New subject: [RFC] Proposal: A First Take at PoW Over Introduction Circuits

8 May 2020


      Hi all,
I was asked by George to submit my comments about the proposal and to suggest
suitable RandomX parameters for this PoW scheme.
...
For our dynamic PoW system to work, we will need to be able to compare PoW
 tokens with each other.
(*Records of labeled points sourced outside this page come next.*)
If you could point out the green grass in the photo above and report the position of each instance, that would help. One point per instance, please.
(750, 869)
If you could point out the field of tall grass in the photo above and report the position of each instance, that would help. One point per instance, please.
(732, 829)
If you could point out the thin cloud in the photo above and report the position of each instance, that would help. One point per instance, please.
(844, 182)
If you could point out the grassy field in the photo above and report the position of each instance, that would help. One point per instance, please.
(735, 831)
To do so we define a function:
        unsigned effort(uint8_t *token)
 which takes as its argument a hash output token, and returns the number of
 leading zero bits on it.
This definition makes the effort exponential, i.e. the computational resources
required to reach one notch higher effort increase by a factor of 2 each time.
I suggest to use linear effort defined as the quotient of dividing a bitstring
of 1s by the hash value:
== Example A:
effort(00000001100010101101) = 11111111111111111111 / 00000001100010101101
or in decimal:
effort(6317) = 1048575 / 6317 = 165.
This definition of effort has the advantage of directly expressing the expected
number of hashes that the client had to calculate to reach the effort.
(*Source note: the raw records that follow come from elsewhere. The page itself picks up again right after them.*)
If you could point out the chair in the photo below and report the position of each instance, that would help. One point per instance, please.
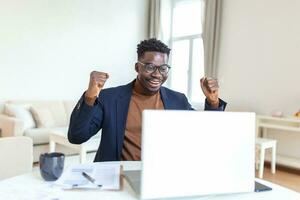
(262, 144)
(15, 156)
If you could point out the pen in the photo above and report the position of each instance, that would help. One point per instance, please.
(89, 178)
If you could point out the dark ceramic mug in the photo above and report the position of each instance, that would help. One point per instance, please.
(51, 165)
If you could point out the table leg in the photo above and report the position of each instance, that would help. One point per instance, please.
(51, 146)
(261, 162)
(273, 163)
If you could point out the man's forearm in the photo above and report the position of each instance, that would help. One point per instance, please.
(84, 123)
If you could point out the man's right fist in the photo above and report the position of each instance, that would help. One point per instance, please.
(97, 81)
With the exponential definition, we could have an equivalent linear effort of
either 128 (7 leading zeroes) or 256 (8 leading zeroes), while the linear
definition provides smoother classification of PoW results.
...
The EXT_FIELD content format is:
 POW_VERSION    [1 byte]
 POW_NONCE      [32 bytes]


I suggest to use a 16-byte nonce value, which is more than sufficient given the
target security level and has the benefit of reducing the replay cache size to
half.
Since we expect the seed to be valid for around 3 hours (as proposed), then even
if the service receives 1 million proofs per second and each proof has an effort
of 1 million, then the number of submitted nonces from clients will only reach
about 10^10. With a 108-bit solution space (subtracting 20 bits as the search
space per client), the probability that two clients accidentally submit the same
nonce is roughly 10^-13 (see [REF_BIRTHDAY]).
Additionally, I suggest to add the client's effort for convenience:
The updated EXT_FIELD content format would be:
POW_VERSION    [1 byte]
      POW_EFFORT     [4 bytes]
      POW_NONCE      [16 bytes]
Including the effort has 2 benefits:
1. In case the Intro Priority Queue is full, the service doesn't need to
       waste time verifying PoW solutions that have effort lower than the last
       element in the queue. While an attacker can always lie about the actual
       effort of their nonce value, I think this field can still save some CPU
       cycles when the service is under heavy load.
2. The service can conveniently verify the reported effort with
       the following inequality:
POW_EFFORT * pow_function(POW_NONCE, SEED) <= MAX_RESULT
where MAX_RESULT is the highest possible output from the pow_function.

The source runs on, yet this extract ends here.